第22話 どんな『あなた』も好き。
「ごめんね、湊くん……」
文乃さんが目元を擦りながら、小さく口を開く。
そんな彼女に、「気にしないでください」って声をかけると、俺はコップに水を汲んできて差し出す。
「泣いた後って、水分が不足するらしいので、よかったら飲んでください」
「……うん、ありがと」
そう、微笑んで俺からコップを受け取った。
あれから、文乃さんはしばらく泣いていた。
俺にしがみついて、ずっと「ごめんなさい、お母さん」って言いながら。
俺にはその意味は理解できなかったけど、文乃さんが悲しんでいることは分かった。だから、ただひたすら、泣き止むまでその背中をさすっていた。
まだ少しだけ鼻声の彼女に、俺は言う。
「とりあえず、朝ごはん食べて行きませんか? お腹すいたでしょう」
二日酔いの味噌汁は沁みますよ。
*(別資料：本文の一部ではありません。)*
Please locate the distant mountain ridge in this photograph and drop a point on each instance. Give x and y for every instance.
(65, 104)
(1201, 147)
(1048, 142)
そう付け加えて文乃さんに微笑む。
すると彼女は、一瞬目を丸くすると、くすりと鼻を鳴らし、もう一度目元を擦る。
そして、再びこちらに顔を向けると。
「……うん」
少しだけ、安心したような表情で頷いた。
ご飯を食べたあと、2人でソファーに肩を並べて、文乃さんの話を聞いた。
最初は特に何を話すわけでもなく、ただ2人でテレビを眺めていただけなのだが、不意に文乃さんが、「理由、聞かないんだね」と静寂を切った。
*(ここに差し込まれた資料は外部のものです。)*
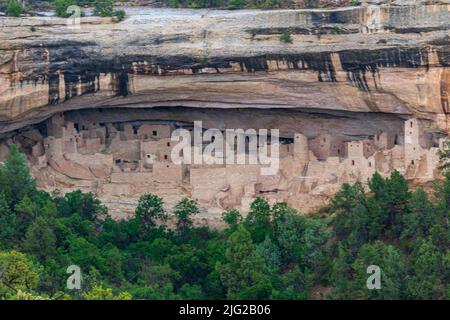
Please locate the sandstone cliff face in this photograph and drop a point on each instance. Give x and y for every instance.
(349, 80)
(362, 59)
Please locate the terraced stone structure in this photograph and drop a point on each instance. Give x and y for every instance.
(359, 89)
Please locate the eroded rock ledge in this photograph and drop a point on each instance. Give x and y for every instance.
(352, 78)
(364, 59)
文乃さんがそんなにも傷つくようなことを、聞こうだなんて思っていなかった。
だけど、「湊くんには、聞いてほしい」と、俺の手を握った彼女の横顔は、どこか覚悟を決めたようで。
そして、それを踏みにじるのは嫌だと思った。
だから、文乃さんの隣で、文乃さんの過去を聞いた。
彼女の悲惨な過去も、彼女がかっこいい自分を演出する理由も。
「握ってて欲しい」と、彼女に差し出された手を握りながら。
そして、一通り話し終えると、文乃さんはそっと息を吐く。そのまま短く言葉を続けた。
「ってことがあったんだ……あはは、ごめんね。こんな暗い話しちゃって」
そう、ぎこちない笑みをこちらに向けると、するりと握る手を解き、彼女が立ち上がる。
「ん〜!」と背伸びをすると、ぶかぶかのスウェットパンツが落ちそうになって、思わずどきりとした。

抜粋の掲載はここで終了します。